IBM InfoSphere Change Data Capture software architecture and concepts for shadow tables

To implement the InfoSphere CDC software as the replication solution to maintain shadow tables, get familiar with the required software architecture and important concepts.

Shadow tables require the following InfoSphere CDC software components:
  • InfoSphere CDC for Db2®

    This software is the replication engine for Db2. The replication engine reads the transaction logs and captures all the DML operations for the source row-organized table. Then, the apply agent applies these changes to the shadow table.

  • InfoSphere CDC Access Server

    This software is a server application that directs communications between the replication engine processes and the InfoSphere CDC Management Console or the command line processor (CHCCLP).

  • InfoSphere CDC Management Console

    This software is an administration application that you can use to configure and monitor replication for shadow tables. This GUI interface runs on only Windows operating systems. It includes an event log and a monitoring tool.

These InfoSphere CDC software components are included with the Db2 Advanced Workgroup Server Edition, Db2 Advanced Enterprise Server Edition, and IBM Db2 version 11.1 Developer Edition. Check the license agreement for details about the use of these components.

The following diagram shows the InfoSphere CDC replication engine and the InfoSphere CDC Access Server installed in the same computer as the Db2 server.
Figure 1. InfoSphere CDC architecture for shadow tables
InfoSphere CDC architecture for shadow tables
This diagram also shows that the capture agent and the apply agent refer to the same database in this implementation for shadow tables.
The following InfoSphere CDC concepts are used throughout the documentation and it is important that you are familiar with them in the context of shadow tables.
InfoSphere CDC instance
The InfoSphere CDC instance is an instance of the replication engine. For shadow tables, the replication engine that is used is the InfoSphere CDC for Db2 replication engine. Because the source and target database are the same, replication for shadow tables requires only one InfoSphere CDC instance. For shadow table replication, create one single InfoSphere CDC instance for replication of all shadow tables in a database.
Datastores
A datastore is an abstraction that represents an InfoSphere CDC instance. It holds information about the database and data files that are required for replication. InfoSphere CDC Management Console and the CHCCLP command-line interface interact with the database by connecting to only a datastore. While general InfoSphere CDC environments contain source and target datastores, shadow tables require only one datastore because the source and target are the same database.
Subscriptions
A subscription is a container for table mappings. It logically links source and target datastores and contains various parameters that determine the replication behavior. For shadow tables, you must create one single subscription that replicates all shadow tables in a database. Also, mark the subscription as persistent, which allows for better fault tolerance in situations where replication is disrupted.
Table mappings
Table mappings contain information on how individual tables (or columns of tables) are replicated from the source to the target datastores. For shadow tables, choose standard replication with a one-to-one table mapping between a row-organized (source) table and the shadow (target) table. For the target table key, specify the unique index corresponding to the primary key of the shadow table to provide a one-to-one table mapping and performance improvements.
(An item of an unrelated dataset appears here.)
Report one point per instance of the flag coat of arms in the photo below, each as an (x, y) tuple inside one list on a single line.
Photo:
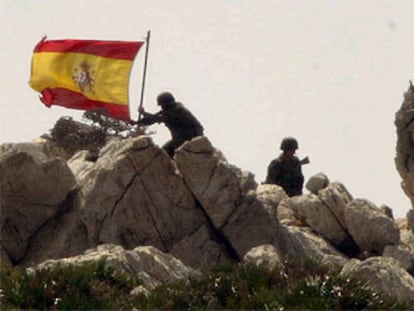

Before you add, modify, or delete table mappings that belong to a subscription, you must end replication.

Replication
Replication is the process of maintaining an ongoing synchronization between the contents of source tables and shadow tables. It is the process of sending changes from source tables to shadow tables. The methods of transferring data are refreshing and mirroring.
Mirroring
Mirroring is the process of replicating changed data from the source table to a target table. The replication method for shadow tables is continuous mirroring, which continuously replicates changes to shadow tables from the source table as they happen. Replication is explicitly started by starting mirroring. You can start or stop mirroring for a particular subscription.
Refresh
Refresh is the process that synchronizes the shadow table with the current contents of the source table. For shadow tables, a standard refresh first clears all the rows in the shadow table and then loads all the data from the source table. After you create a table mapping, starting mirroring for the first time automatically performs a refresh to populate the shadow table.
Latency
The latency of the shadow table indicates how closely synchronized it is with the source table. For example, if all the changes to the source tables that occurred more than 30 seconds ago are applied to the target table, but some changes to the source tables that occurred in the last 30 seconds are not yet applied, then the latency of the shadow table is 30 seconds. Routing of queries to shadow tables depends on latency, so latency is one of the most important InfoSphere CDC concepts for shadow tables.
CHCCLP command-line interface
Use CHCCLP to accomplish InfoSphere CDC Management Console tasks from the command line. You can run the CHCCLP in interactive mode, in a similar way that you run the Db2 CLP in interactive mode, or in batch mode.